Each word in the tweet as well as each word in the canonical-link‘s description and headline, are all  canonicalized (so that things like spelling issues and such count the same) and scored. Those word scores determine the base-weight of an individual tweet, the tweets referring to a canonical-link help determine the base weight of an individual link, the tweep’s base-weight is based on source (location, mention of hashtag, curated etc.) and ALL of that goes into generating the final weighting the tweets, links, mentions, and hashtags.

All those factors are used to compute how “interesting” in terms of our St. Louis database a particular tweet (and cumulatively) the tweep is to St. Louis.  We also consider the simplistic twitter stats like followers/following/tweets, but those trivial numbers are smoothed by all the other math going on.

After this, we gather the Klout KScore and the Infochimps trstrank values for all the “contenders” and use those to give a “broader scope”.  We would like to do this for everyone, but Klout isn’t too keen on giving us everything. Infochimps have been very gracious and are letting us suck everybody down. We use these “global-scoped” values to ensure that we’re not too biased by the location-specific dataset we have.

Lastly all the various ranking inputs are scaled by “sensistivity” and multiplied by “weight” to compute the overal STLi rank.  We tune those parameters as evidence feeds back into our ranking to help ensure we are tracking actual retweet, click-through and (later) mention of the users.

  • http://linkedin.com/in/javastl brad hogenmiller

    Thanks for the clearer view into the process you guys used.

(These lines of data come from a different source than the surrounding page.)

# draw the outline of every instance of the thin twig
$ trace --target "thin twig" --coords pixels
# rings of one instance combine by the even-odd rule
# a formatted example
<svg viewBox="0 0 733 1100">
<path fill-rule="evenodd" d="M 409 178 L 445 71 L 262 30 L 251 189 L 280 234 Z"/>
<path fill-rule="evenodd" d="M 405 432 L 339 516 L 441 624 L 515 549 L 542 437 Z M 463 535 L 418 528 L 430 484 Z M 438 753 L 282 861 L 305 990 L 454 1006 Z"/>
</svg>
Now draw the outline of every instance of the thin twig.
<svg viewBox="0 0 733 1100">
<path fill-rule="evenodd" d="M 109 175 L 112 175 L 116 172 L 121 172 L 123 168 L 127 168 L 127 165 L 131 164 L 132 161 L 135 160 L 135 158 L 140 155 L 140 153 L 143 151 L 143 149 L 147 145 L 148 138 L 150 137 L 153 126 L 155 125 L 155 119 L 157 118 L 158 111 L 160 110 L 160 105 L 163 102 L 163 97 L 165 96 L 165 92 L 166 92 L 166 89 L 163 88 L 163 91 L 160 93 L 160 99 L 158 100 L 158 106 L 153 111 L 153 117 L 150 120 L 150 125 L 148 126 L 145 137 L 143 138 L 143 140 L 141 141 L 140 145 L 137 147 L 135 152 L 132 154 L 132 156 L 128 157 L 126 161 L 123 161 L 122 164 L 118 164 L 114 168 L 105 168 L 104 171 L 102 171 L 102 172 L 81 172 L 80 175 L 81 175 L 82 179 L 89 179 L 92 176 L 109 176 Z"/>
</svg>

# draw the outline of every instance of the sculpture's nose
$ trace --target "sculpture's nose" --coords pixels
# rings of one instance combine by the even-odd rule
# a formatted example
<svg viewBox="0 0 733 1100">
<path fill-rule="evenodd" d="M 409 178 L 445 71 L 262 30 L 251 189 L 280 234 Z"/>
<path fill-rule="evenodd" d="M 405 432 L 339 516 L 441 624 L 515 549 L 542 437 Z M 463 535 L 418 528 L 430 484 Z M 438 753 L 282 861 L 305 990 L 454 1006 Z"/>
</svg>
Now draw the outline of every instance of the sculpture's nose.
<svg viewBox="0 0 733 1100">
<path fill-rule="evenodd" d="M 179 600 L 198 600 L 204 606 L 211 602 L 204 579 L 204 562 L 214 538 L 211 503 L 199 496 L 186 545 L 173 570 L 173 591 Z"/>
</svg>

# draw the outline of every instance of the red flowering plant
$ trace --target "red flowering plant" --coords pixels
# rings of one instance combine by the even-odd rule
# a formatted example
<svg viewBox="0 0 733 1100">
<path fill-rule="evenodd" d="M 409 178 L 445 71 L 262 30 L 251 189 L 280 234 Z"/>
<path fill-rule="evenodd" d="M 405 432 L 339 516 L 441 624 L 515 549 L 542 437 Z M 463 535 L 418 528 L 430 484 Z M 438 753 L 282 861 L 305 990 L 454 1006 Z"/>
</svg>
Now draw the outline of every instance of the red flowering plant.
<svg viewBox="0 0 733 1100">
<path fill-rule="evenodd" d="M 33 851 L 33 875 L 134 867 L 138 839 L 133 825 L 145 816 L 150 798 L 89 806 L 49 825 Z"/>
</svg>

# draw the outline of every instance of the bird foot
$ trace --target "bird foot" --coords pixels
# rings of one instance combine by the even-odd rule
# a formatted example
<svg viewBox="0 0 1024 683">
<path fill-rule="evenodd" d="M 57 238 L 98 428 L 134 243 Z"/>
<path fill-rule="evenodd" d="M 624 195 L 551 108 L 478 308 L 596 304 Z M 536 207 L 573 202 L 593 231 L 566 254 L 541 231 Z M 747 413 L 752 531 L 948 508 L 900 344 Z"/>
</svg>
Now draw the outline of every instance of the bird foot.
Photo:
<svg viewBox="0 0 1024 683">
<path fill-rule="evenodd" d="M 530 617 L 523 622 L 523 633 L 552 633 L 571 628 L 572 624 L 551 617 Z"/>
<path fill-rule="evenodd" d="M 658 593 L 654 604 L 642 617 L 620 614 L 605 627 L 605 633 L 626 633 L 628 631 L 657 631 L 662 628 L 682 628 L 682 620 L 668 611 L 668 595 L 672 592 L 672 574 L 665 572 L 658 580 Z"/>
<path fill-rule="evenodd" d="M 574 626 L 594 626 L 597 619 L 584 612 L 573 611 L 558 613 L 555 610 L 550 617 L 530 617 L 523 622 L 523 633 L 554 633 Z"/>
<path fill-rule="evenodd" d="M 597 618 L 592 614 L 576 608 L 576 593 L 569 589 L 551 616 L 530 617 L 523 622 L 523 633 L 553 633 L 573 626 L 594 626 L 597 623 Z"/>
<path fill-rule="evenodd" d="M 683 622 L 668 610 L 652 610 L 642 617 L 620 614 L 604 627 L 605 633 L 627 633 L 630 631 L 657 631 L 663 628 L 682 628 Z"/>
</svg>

If nothing else you’ve forced me to look up canonicalize (which I plan to use in 3 sentences this weekend).

    -Brad (@javastl)

  • http://www.underwaylife.com Todd Jordan

    What does curated mean in this context? Can you provide a curation example?

  • http://www.infuz.com Ryan Stephenson

    @Todd:

    When we talk about our curated users, we’re talking about the topic-experts and evangelists we file into our site’s categories if the majority of their tweets fit. These curated users’ tweets populate the main and sub-categories on the site, and their content is the basis for generating category-specific popular links and trends.

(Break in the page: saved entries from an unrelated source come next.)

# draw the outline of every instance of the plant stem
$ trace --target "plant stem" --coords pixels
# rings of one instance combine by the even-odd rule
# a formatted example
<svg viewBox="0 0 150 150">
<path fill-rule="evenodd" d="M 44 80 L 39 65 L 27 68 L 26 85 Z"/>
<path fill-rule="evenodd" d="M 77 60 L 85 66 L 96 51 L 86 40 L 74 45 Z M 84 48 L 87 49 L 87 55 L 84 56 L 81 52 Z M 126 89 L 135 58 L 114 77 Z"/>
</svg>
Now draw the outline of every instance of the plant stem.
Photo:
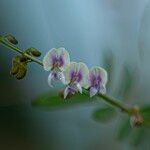
<svg viewBox="0 0 150 150">
<path fill-rule="evenodd" d="M 109 104 L 111 104 L 117 108 L 120 108 L 121 111 L 126 112 L 128 114 L 131 113 L 131 109 L 128 108 L 127 106 L 125 106 L 123 103 L 121 103 L 120 100 L 110 97 L 110 96 L 107 96 L 107 95 L 104 95 L 102 93 L 99 93 L 98 96 L 101 97 L 106 102 L 108 102 Z"/>
<path fill-rule="evenodd" d="M 4 46 L 7 46 L 8 48 L 10 48 L 13 51 L 16 51 L 22 55 L 25 55 L 26 57 L 28 57 L 31 61 L 43 66 L 42 61 L 40 61 L 39 59 L 36 59 L 35 57 L 25 53 L 22 49 L 18 48 L 17 46 L 13 45 L 12 43 L 8 42 L 4 37 L 0 37 L 0 43 L 2 43 Z M 85 91 L 87 93 L 87 90 Z M 98 94 L 98 97 L 102 98 L 104 101 L 106 101 L 107 103 L 113 105 L 114 107 L 117 107 L 119 109 L 121 109 L 123 112 L 130 114 L 131 113 L 131 109 L 126 107 L 123 103 L 121 103 L 119 100 L 113 98 L 113 97 L 109 97 L 107 95 L 104 94 Z"/>
</svg>

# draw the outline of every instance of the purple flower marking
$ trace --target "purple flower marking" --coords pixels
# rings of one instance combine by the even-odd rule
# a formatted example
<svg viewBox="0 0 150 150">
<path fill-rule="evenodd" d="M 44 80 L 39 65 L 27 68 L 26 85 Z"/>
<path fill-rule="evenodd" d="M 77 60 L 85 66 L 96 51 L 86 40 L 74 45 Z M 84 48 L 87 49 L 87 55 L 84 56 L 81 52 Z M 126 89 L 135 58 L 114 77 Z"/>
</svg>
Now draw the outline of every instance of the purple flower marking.
<svg viewBox="0 0 150 150">
<path fill-rule="evenodd" d="M 90 75 L 90 87 L 94 87 L 100 90 L 102 84 L 102 78 L 100 75 L 91 74 Z"/>
<path fill-rule="evenodd" d="M 53 55 L 52 56 L 52 65 L 55 67 L 62 67 L 65 64 L 65 60 L 62 55 Z"/>
<path fill-rule="evenodd" d="M 72 87 L 69 87 L 69 88 L 68 88 L 68 92 L 71 93 L 71 94 L 75 94 L 76 89 L 74 89 L 74 88 L 72 88 Z"/>
<path fill-rule="evenodd" d="M 57 72 L 52 72 L 52 76 L 54 80 L 58 80 L 58 73 Z"/>
<path fill-rule="evenodd" d="M 82 79 L 83 79 L 83 73 L 82 71 L 74 71 L 72 70 L 70 72 L 70 79 L 71 79 L 71 82 L 77 82 L 79 83 Z"/>
</svg>

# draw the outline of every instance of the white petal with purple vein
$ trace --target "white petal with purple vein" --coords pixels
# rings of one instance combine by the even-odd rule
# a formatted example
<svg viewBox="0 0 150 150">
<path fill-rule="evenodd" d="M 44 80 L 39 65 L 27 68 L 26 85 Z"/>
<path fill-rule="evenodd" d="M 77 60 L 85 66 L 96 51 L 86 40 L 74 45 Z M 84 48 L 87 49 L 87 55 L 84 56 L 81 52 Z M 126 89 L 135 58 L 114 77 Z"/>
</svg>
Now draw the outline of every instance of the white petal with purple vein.
<svg viewBox="0 0 150 150">
<path fill-rule="evenodd" d="M 48 85 L 49 85 L 50 87 L 53 87 L 53 85 L 52 85 L 52 79 L 53 79 L 53 73 L 51 72 L 51 73 L 49 74 L 49 76 L 48 76 Z"/>
<path fill-rule="evenodd" d="M 82 87 L 81 87 L 81 85 L 79 83 L 77 83 L 77 89 L 82 94 Z"/>
<path fill-rule="evenodd" d="M 64 90 L 64 99 L 67 98 L 68 94 L 69 94 L 69 87 L 67 86 Z"/>
<path fill-rule="evenodd" d="M 102 94 L 106 93 L 106 86 L 104 84 L 102 84 L 102 86 L 100 87 L 99 92 L 102 93 Z"/>
<path fill-rule="evenodd" d="M 65 76 L 63 72 L 59 72 L 58 78 L 63 84 L 65 84 Z"/>
<path fill-rule="evenodd" d="M 98 92 L 98 90 L 94 87 L 90 88 L 90 97 L 93 97 L 94 95 L 96 95 Z"/>
</svg>

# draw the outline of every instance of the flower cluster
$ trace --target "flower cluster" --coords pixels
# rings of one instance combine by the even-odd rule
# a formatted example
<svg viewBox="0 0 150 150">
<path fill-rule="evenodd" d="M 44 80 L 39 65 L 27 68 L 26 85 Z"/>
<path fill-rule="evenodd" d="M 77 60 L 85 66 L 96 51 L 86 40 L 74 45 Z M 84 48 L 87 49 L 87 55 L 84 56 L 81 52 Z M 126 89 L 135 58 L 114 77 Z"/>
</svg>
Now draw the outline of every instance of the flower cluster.
<svg viewBox="0 0 150 150">
<path fill-rule="evenodd" d="M 95 66 L 90 70 L 83 62 L 70 62 L 69 53 L 65 48 L 52 48 L 43 59 L 44 69 L 50 71 L 48 84 L 53 87 L 53 80 L 60 80 L 66 85 L 64 99 L 69 94 L 88 89 L 90 97 L 97 93 L 106 93 L 107 72 Z"/>
</svg>

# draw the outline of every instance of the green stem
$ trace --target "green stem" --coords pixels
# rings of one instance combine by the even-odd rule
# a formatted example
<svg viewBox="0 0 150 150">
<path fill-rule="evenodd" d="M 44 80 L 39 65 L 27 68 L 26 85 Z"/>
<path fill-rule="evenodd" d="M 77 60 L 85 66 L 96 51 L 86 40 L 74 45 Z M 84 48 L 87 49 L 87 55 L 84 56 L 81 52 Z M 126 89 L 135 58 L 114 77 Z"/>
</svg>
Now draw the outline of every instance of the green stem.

    For example, Mayor Slay is curated into several categories: “Politics”, and “City of St. Louis”. If you check http://stltweets.com/People/Politics you can see him among other recognized political tweeps. Clicking a Twitter ID on the site will take you to their profile page, and if they’re curated, you’ll see them listed next to their ID. Additionally, as we play nice in Twitter’s framework and use lists on STLTweets category accounts, anyone can see if they’re listed from their Twitter account’s list membership page.

    Curation began with us organizing all the interesting STL people we already followed, and through additional research and culling through suggestions, the curated lists grew. This remains a manual part of the site, but is one of the things we like as well – as much as we love automating systems, we think the human touch here improves on other impersonal and spammy aggregation sites.